We are taught since grade school that society rewards some people more than others, because their work is harder or more valuable. A doctor earns more than a dishwasher, because doctors save lives. Plus, anybody can wash dishes, but it take years of study to become a doctor. This oxymoronic notion – that economic inequality is fair – becomes so ingrained that few people really question it. In fact, we are taught that people who advocate economic equality are evil and dangerous. We call them communists and more lately socialists.
But does this really explain why doctors earn more than dishwashers? Most plastic surgeons don’t save lives or even heal their patients. And what explains why some doctors earn more than others? The average family practitioner does a lot more good for society as a whole than a Park Avenue surgeon specializing in nose jobs and tummy tucks, but earns a fraction of what the surgeon makes.
In truth, a whole array of complex economic factors, more than societal values, determine what people earn. When we say that complex economic factors determine what people earn, we are really saying that the economic system values certain types of skills more than others. I suspect the “value to society” explanation is a rationalization, an after the fact socially acceptable explanation for something that is otherwise hard to justify. Why does this matter? It matters because the economy is shaped by laws. In a democracy, the legislators theoretically enact laws that benefit their constituents, but in order for this to work properly, the constituents must understand how laws affect their lives.

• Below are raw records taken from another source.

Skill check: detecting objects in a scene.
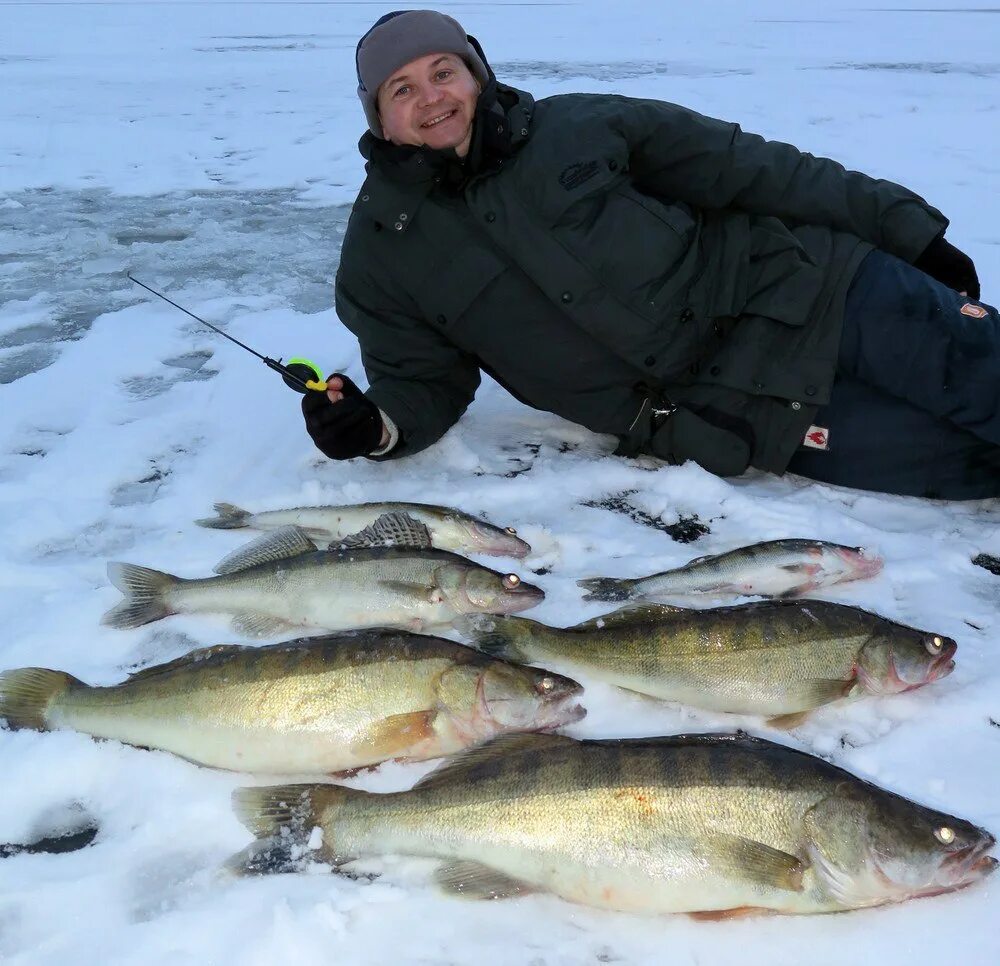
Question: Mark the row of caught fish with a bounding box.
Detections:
[104,508,881,638]
[196,503,882,601]
[0,601,956,774]
[0,504,976,918]
[0,631,996,918]
[231,734,997,919]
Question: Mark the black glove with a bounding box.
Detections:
[913,234,979,299]
[302,373,382,460]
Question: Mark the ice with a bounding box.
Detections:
[0,0,1000,966]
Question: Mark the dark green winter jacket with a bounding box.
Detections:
[337,87,947,475]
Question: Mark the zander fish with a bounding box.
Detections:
[195,503,531,557]
[462,600,957,727]
[231,735,997,919]
[577,540,882,600]
[103,527,545,638]
[0,630,585,775]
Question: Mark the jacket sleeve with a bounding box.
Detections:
[621,98,948,262]
[336,273,480,460]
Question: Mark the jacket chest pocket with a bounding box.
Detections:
[415,245,507,330]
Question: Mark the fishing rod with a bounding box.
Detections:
[125,272,326,394]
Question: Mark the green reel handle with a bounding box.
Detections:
[281,357,326,393]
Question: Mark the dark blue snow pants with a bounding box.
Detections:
[788,251,1000,500]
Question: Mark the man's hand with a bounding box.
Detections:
[302,374,388,460]
[913,234,979,300]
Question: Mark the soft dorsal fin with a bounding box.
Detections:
[413,734,576,791]
[215,526,319,574]
[330,510,433,550]
[566,604,690,631]
[434,860,538,899]
[126,644,246,683]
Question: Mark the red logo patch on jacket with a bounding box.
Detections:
[958,302,986,319]
[802,426,830,449]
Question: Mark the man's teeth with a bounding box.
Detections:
[420,111,455,127]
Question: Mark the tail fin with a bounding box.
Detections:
[576,577,635,601]
[0,667,81,731]
[226,785,370,875]
[233,785,368,841]
[194,503,250,530]
[101,563,181,628]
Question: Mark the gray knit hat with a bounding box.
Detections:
[355,10,490,140]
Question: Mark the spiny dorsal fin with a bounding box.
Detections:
[330,510,433,550]
[215,526,319,574]
[566,604,690,631]
[413,734,576,791]
[126,644,246,683]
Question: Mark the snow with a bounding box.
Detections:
[0,0,1000,966]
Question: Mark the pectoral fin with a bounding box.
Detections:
[351,711,437,761]
[566,604,690,631]
[688,906,775,922]
[232,614,300,638]
[434,862,538,899]
[766,711,812,731]
[709,835,806,892]
[767,678,855,728]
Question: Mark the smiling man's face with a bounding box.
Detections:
[378,54,480,158]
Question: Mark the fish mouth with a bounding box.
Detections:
[479,533,531,560]
[837,547,885,580]
[538,695,587,734]
[920,832,1000,896]
[501,583,545,614]
[886,638,958,694]
[927,641,958,682]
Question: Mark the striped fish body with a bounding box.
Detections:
[196,502,531,557]
[0,631,582,774]
[579,539,882,601]
[470,600,954,716]
[104,540,544,638]
[235,735,992,913]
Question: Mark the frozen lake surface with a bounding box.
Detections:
[0,0,1000,966]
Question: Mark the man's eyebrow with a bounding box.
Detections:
[386,54,452,87]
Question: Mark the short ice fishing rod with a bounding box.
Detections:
[125,272,326,393]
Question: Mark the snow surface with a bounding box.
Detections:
[0,0,1000,966]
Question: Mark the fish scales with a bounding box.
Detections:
[504,601,878,714]
[268,735,996,913]
[312,743,822,912]
[0,630,584,773]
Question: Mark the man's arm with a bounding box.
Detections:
[620,98,948,262]
[336,275,480,460]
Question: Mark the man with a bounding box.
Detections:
[303,10,1000,499]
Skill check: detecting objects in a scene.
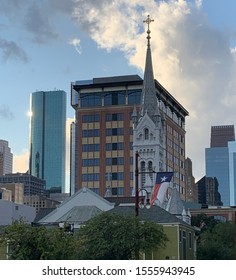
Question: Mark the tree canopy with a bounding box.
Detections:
[0,212,168,260]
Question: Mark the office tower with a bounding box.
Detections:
[205,125,236,206]
[185,158,198,203]
[30,90,66,192]
[210,125,235,148]
[0,173,45,196]
[0,139,13,176]
[71,19,188,196]
[196,176,222,206]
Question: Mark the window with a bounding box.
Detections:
[82,144,100,152]
[82,158,100,166]
[106,142,124,151]
[141,161,146,186]
[111,172,124,181]
[104,91,125,106]
[188,232,193,249]
[128,89,142,105]
[82,115,100,123]
[106,113,124,122]
[82,129,100,137]
[148,161,153,181]
[106,127,124,136]
[82,173,100,182]
[179,229,182,243]
[80,93,102,107]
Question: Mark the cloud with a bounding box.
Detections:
[69,38,82,54]
[0,105,14,120]
[0,38,28,63]
[74,0,236,177]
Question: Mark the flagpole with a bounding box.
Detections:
[135,151,139,217]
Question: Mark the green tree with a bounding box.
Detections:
[77,212,168,260]
[0,221,77,260]
[192,214,219,231]
[197,222,236,260]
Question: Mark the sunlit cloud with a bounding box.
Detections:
[69,38,82,54]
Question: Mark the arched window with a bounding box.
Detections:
[148,161,153,181]
[141,161,146,186]
[144,128,149,140]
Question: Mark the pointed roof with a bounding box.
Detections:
[141,15,159,117]
[166,188,186,216]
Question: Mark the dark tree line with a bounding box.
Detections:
[0,212,167,260]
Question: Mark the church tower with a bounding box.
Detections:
[132,15,165,191]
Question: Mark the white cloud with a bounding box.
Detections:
[69,38,82,54]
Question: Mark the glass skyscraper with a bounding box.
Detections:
[30,90,66,192]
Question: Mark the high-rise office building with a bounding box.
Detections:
[71,17,188,196]
[0,139,13,176]
[210,125,235,148]
[205,125,236,206]
[30,90,66,192]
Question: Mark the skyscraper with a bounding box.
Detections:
[71,16,188,196]
[0,139,13,176]
[30,90,66,192]
[205,125,236,206]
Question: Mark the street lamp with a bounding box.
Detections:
[135,151,150,217]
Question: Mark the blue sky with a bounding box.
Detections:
[0,0,236,188]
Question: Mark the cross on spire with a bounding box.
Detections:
[143,15,154,46]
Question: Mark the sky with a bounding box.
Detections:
[0,0,236,188]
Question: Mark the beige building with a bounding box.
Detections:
[24,195,60,214]
[0,183,24,204]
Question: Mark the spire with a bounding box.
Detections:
[141,15,159,117]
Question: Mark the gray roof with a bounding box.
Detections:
[166,188,184,216]
[57,206,102,224]
[109,205,191,227]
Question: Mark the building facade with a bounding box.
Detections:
[0,183,24,204]
[0,173,45,196]
[71,21,188,199]
[196,176,223,207]
[0,139,13,176]
[29,90,66,192]
[205,125,236,206]
[185,157,198,203]
[71,75,188,198]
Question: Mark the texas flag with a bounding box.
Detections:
[150,172,173,207]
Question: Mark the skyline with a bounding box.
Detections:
[0,0,236,188]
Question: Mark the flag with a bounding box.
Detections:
[150,172,173,207]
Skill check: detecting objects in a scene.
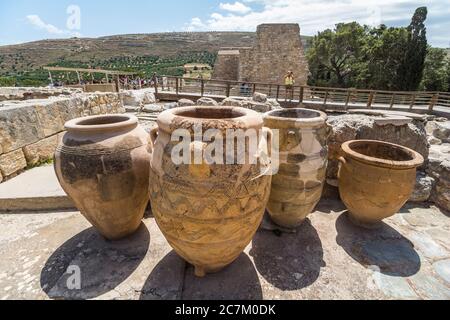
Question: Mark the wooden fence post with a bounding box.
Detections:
[323,89,328,105]
[409,93,416,110]
[345,89,352,110]
[428,93,439,111]
[299,86,305,103]
[367,91,375,108]
[389,93,395,109]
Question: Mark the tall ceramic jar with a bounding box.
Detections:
[339,140,424,228]
[150,107,271,277]
[54,115,151,240]
[264,108,329,228]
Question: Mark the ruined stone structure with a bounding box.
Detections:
[213,24,309,85]
[0,88,125,183]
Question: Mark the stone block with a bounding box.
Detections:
[178,99,195,107]
[253,92,267,103]
[197,97,219,107]
[409,172,435,202]
[0,105,44,154]
[0,149,27,177]
[142,104,163,113]
[35,102,65,137]
[23,135,59,165]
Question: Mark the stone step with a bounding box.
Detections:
[0,165,75,214]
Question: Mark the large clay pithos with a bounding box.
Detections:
[264,108,329,228]
[54,115,151,240]
[339,140,424,228]
[150,107,271,277]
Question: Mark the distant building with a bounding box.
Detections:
[212,24,309,85]
[183,63,212,80]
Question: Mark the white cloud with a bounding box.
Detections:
[188,0,450,46]
[27,14,64,34]
[219,1,252,14]
[26,14,82,38]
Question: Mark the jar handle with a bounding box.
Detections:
[262,127,273,157]
[150,127,159,147]
[189,141,211,179]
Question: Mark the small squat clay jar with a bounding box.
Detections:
[54,115,151,240]
[339,140,424,228]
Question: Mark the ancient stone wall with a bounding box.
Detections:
[213,24,309,85]
[0,93,124,183]
[0,87,83,102]
[212,50,243,81]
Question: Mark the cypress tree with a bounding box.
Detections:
[398,7,428,91]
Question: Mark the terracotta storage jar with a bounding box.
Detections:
[150,106,271,277]
[339,140,424,228]
[54,115,151,240]
[264,108,329,228]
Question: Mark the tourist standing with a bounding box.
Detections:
[284,71,295,101]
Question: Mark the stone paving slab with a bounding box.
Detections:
[0,200,450,300]
[0,165,75,212]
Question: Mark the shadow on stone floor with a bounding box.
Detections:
[140,251,186,300]
[141,251,263,300]
[250,219,325,290]
[40,224,150,300]
[314,199,347,214]
[336,212,421,277]
[398,202,431,214]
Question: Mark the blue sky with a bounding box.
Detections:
[0,0,450,47]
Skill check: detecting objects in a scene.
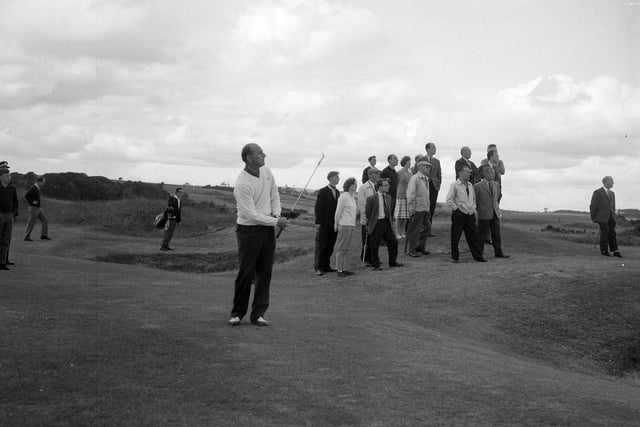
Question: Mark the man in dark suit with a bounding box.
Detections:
[380,154,398,200]
[24,177,51,242]
[314,171,340,276]
[362,156,378,184]
[473,167,509,258]
[160,187,183,251]
[365,178,402,270]
[423,142,442,232]
[0,164,18,270]
[589,176,622,258]
[455,146,478,182]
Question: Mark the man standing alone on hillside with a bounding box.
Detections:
[229,144,289,326]
[589,176,622,258]
[447,166,487,262]
[423,142,442,236]
[24,177,51,242]
[0,167,18,270]
[160,187,182,251]
[314,171,340,276]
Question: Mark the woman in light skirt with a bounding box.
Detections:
[334,177,358,277]
[393,156,413,240]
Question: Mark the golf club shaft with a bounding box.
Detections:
[276,153,324,239]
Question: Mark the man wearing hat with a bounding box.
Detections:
[314,171,340,276]
[0,167,18,270]
[358,168,380,263]
[407,160,431,257]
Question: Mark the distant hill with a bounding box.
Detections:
[11,172,169,201]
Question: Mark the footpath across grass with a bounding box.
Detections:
[0,222,640,426]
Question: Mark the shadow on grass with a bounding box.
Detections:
[94,248,311,273]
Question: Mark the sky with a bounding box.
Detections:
[0,0,640,211]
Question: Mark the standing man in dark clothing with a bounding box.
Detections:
[423,142,442,231]
[24,177,51,242]
[589,176,622,258]
[314,171,340,276]
[365,178,402,270]
[380,154,398,201]
[160,187,183,251]
[229,144,289,326]
[0,167,18,270]
[476,167,509,258]
[362,156,378,184]
[447,166,487,262]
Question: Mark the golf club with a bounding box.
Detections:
[276,153,324,239]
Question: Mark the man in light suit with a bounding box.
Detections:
[589,176,622,258]
[365,178,402,270]
[423,142,442,237]
[455,146,478,182]
[314,171,340,276]
[473,167,509,258]
[160,187,183,251]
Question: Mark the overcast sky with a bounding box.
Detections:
[0,0,640,211]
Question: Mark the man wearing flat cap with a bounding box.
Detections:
[407,160,431,257]
[0,167,18,270]
[314,171,340,276]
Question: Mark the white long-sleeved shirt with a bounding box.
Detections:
[335,191,358,226]
[233,166,281,226]
[447,179,476,215]
[358,181,376,225]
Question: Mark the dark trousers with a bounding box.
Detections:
[451,209,483,260]
[429,180,438,222]
[231,225,276,322]
[360,225,371,263]
[478,212,502,256]
[0,212,14,265]
[314,225,338,271]
[24,206,49,237]
[161,220,178,248]
[369,218,398,267]
[407,211,431,252]
[598,215,618,252]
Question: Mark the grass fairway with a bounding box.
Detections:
[0,214,640,426]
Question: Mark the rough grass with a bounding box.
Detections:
[13,199,236,237]
[0,217,640,426]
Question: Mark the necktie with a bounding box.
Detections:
[382,194,389,218]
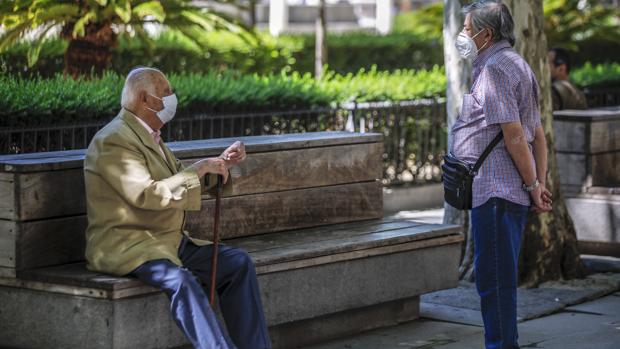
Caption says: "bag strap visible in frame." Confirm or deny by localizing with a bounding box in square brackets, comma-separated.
[472, 130, 504, 176]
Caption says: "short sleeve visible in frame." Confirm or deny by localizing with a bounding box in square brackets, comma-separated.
[482, 65, 521, 125]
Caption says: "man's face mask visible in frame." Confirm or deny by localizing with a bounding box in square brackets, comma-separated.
[454, 29, 486, 60]
[147, 93, 178, 124]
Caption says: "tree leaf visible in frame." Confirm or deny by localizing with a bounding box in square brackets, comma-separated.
[132, 1, 166, 22]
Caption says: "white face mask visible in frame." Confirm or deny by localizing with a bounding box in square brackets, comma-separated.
[147, 93, 178, 124]
[454, 29, 486, 60]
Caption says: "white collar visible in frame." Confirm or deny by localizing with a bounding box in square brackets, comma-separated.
[134, 115, 156, 135]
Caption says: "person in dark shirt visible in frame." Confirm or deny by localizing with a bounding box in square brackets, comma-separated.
[547, 47, 588, 110]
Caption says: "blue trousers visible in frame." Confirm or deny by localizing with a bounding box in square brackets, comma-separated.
[131, 237, 271, 349]
[471, 198, 529, 349]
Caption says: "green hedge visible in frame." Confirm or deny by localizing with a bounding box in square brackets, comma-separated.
[570, 63, 620, 89]
[0, 28, 443, 77]
[0, 67, 445, 127]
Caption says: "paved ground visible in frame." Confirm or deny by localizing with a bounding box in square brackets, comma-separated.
[303, 209, 620, 349]
[304, 292, 620, 349]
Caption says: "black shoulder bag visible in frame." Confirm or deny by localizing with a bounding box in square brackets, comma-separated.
[441, 131, 504, 210]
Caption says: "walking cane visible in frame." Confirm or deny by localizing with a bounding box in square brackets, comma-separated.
[209, 175, 223, 306]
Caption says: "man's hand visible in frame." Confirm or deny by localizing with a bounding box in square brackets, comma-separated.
[530, 183, 553, 213]
[220, 141, 246, 164]
[192, 157, 229, 183]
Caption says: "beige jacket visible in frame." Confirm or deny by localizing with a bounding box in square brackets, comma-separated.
[84, 109, 231, 275]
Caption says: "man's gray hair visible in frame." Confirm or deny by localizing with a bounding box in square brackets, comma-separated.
[121, 67, 163, 108]
[463, 0, 516, 46]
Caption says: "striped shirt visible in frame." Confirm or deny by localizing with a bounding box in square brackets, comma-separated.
[449, 41, 541, 207]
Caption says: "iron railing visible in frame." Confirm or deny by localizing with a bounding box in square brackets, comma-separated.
[583, 86, 620, 108]
[0, 99, 447, 184]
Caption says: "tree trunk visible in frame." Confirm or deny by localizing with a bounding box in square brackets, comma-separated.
[444, 0, 584, 287]
[248, 0, 256, 28]
[314, 0, 327, 79]
[503, 0, 585, 287]
[443, 0, 474, 281]
[62, 23, 117, 78]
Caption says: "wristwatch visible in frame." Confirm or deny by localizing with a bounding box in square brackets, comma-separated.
[523, 178, 540, 193]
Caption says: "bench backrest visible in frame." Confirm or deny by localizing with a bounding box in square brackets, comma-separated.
[0, 132, 383, 276]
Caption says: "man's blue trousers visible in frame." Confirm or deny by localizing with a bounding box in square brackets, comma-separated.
[131, 237, 271, 349]
[471, 198, 529, 349]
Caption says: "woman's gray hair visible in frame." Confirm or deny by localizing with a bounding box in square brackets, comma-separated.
[121, 67, 163, 108]
[463, 0, 516, 46]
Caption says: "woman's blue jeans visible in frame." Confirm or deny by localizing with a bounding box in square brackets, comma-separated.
[471, 198, 529, 349]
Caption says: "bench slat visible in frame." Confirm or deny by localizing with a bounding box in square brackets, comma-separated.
[0, 182, 383, 270]
[0, 132, 383, 172]
[9, 219, 463, 299]
[247, 225, 458, 266]
[0, 143, 383, 221]
[226, 219, 423, 252]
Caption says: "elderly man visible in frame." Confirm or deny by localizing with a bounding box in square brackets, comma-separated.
[547, 47, 588, 110]
[84, 68, 271, 349]
[450, 1, 551, 349]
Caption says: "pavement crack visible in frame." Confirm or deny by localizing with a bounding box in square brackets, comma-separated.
[560, 309, 604, 316]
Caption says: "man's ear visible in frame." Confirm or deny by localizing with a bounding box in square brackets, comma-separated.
[556, 64, 568, 75]
[138, 90, 146, 105]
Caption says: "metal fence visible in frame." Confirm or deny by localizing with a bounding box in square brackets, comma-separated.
[583, 86, 620, 108]
[0, 99, 447, 184]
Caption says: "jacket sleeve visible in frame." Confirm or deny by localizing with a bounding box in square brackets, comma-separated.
[93, 139, 201, 210]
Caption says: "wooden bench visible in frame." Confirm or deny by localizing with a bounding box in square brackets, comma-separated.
[0, 132, 462, 348]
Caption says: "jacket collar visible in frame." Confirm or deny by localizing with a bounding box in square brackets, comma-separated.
[119, 108, 177, 174]
[473, 40, 512, 68]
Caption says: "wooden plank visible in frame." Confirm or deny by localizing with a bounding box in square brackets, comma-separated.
[0, 143, 383, 221]
[186, 181, 383, 239]
[226, 219, 423, 252]
[8, 182, 383, 270]
[19, 262, 144, 291]
[0, 220, 17, 268]
[0, 132, 383, 172]
[246, 225, 461, 266]
[256, 234, 463, 275]
[0, 173, 17, 219]
[9, 221, 463, 299]
[16, 217, 88, 270]
[189, 143, 383, 195]
[0, 169, 86, 221]
[0, 267, 17, 278]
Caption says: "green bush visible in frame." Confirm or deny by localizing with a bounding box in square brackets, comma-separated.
[285, 32, 443, 74]
[0, 28, 443, 77]
[0, 67, 445, 127]
[570, 62, 620, 87]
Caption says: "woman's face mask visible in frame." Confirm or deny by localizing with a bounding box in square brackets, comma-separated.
[147, 93, 178, 124]
[454, 29, 486, 60]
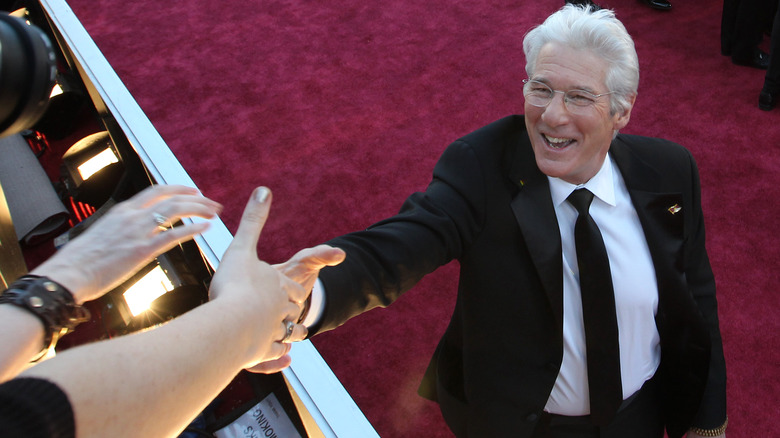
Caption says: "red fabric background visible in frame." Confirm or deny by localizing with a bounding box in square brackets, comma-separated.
[62, 0, 780, 437]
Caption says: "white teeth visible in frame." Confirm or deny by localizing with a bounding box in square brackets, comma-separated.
[544, 135, 573, 147]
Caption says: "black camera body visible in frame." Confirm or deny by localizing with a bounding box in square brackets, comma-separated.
[0, 14, 57, 137]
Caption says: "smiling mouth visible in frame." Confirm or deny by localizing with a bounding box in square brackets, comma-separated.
[542, 134, 576, 149]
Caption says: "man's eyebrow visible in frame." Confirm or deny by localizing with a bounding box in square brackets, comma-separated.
[530, 76, 599, 96]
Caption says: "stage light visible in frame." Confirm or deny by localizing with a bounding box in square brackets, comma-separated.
[60, 131, 125, 208]
[124, 265, 173, 317]
[78, 148, 119, 181]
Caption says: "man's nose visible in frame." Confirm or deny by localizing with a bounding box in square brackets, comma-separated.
[542, 91, 570, 126]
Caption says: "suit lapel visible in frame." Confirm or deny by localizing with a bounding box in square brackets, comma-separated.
[610, 137, 690, 330]
[509, 136, 563, 327]
[502, 136, 687, 332]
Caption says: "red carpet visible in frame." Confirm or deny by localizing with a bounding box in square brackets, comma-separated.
[62, 0, 780, 438]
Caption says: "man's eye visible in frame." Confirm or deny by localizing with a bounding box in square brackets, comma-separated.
[531, 86, 552, 96]
[566, 91, 595, 106]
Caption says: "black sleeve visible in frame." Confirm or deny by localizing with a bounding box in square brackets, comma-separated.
[0, 378, 76, 438]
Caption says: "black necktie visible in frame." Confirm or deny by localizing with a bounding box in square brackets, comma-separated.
[568, 189, 623, 425]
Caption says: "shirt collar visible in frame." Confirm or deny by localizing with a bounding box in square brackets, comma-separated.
[547, 154, 617, 207]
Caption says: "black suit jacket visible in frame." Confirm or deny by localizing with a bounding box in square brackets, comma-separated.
[310, 116, 725, 437]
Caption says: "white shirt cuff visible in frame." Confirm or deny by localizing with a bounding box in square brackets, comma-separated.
[301, 278, 325, 328]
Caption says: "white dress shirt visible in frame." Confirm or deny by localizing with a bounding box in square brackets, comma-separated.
[303, 157, 661, 415]
[545, 156, 661, 415]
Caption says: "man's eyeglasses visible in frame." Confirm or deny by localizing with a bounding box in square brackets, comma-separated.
[523, 79, 614, 114]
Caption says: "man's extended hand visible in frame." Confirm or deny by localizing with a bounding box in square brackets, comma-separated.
[249, 245, 346, 374]
[274, 245, 346, 292]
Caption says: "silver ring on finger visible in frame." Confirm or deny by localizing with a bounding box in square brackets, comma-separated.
[152, 211, 170, 231]
[279, 320, 295, 344]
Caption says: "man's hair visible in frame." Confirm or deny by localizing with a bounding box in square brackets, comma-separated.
[523, 4, 639, 114]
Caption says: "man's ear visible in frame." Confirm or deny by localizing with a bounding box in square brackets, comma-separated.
[615, 94, 636, 131]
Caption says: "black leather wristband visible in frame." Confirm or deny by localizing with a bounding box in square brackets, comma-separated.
[0, 275, 90, 361]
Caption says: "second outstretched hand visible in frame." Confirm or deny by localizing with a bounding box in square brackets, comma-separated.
[31, 185, 222, 304]
[209, 187, 308, 372]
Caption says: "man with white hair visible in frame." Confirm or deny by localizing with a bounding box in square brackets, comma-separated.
[288, 5, 727, 438]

To illustrate the point, let’s imagine that society valued one’s contribution according to how skilled a chess player he or she was. Most people do not play chess, or play it poorly. I would estimate that about ten percent of the population can play a game without making a complete mess of things, and about one percent play it moderately well. Exceptional players are a tiny percent of the population. In other words, if wealth were distributed according to the ability to play chess, it would pretty much resemble the way wealth is currently distributed.
Distributing wealth according to how well one plays chess, however, is a really bad idea. While I like chess and think it’s a great exercise for the mind, there is absolutely no reason why somebody’s economic circumstances should depend on the game. That’s completely arbitrary, or, as younger people are fond of saying these days, totally “random.” But it is not that much different from the exaggerated value we currently put on financial skills. Finance is a lot like a game of chess. Finance doesn’t make anything or provide any necessary service. It largely consists of rearranging pools of money and taking a cut in the process. Not that much different from moving chess pieces on a board. At the end of the day, however, in chess and in finance, you end up with pretty much what you started with.
So why are financial skills valued so much? Pretty much because, over the past 35 years or so, there has been a steady changing of laws so that what people do with money is rewarded more than what people do with their hands (as in manufacturing) or their time (as in services, except financial “services.”)
Let’s take credit cards as an example. Time was most states had laws which set a max on the amount of interest a credit card company could charge, usually in the range of 9 to 12 percent. Then the Supreme Court decided that a bank could charge whatever interest rate was legal in the state where the “lending decision” was made. This changed the law, and as a result all the major banks sought out states that removed the limit on credit card interest rates. Did you ever notice that your credit cards are all issued out of South Dakota or Delaware? That’s because those states have very loose laws, or no laws at all, concerning credit cards.
These two changes in the law – first the Supreme Court decision and then the laws passed by several states to remove limits on credit card interest rates – have resulted in a huge flow of new money from consumers to the banks. How much money? There are more than 150 million credit card holders in the United States, and the average interest rate for all credit cards is around 14 percent. That means that a significant percentage of credit card holders pay more than 14 percent. If 50 million credit card holders pay 20 percent on an average balance of $5,000, that is 250 billion in debt. The different between 20 percent and 12 percent (which was a common interest rate cap before the changes in the laws) is 8 percent, and 8 percent of 250 billion is a tidy 20 billion a year in additional interest.
Many people are extremely ignorant in the field of finance. They tend to do poorly with credit cards. Not that it’s easy to decipher the average credit card disclosure statement, in fact, they are completely unintelligible as a rule. But it’s all legal, and they are all designed to maximize profits for the financial institutions at the expense of the customer. Is this fair? Should it be legal? The argument of the credit card companies is that credit cards provide relatively easy credit for consumers enabling them to make purchases that would otherwise be out of their reach. There is always somebody talking about “personal responsibility” and “freedom” and that it’s not the government’s job to protect people against their own bad decisions. (Unless of course it’s the giant banks that are “too big to fail” that make the bad decisions, in which case it’s a matter of national urgency.)
These arguments really miss the point. The point is that we reward people who are more adept at understanding finance and we punish those who are less. Financial skills, however, have no particular merit in and of themselves, and there is no reason we need to structure our economy to create this division of winners and losers. It makes no more sense than distributing wealth according to one’s chess skills.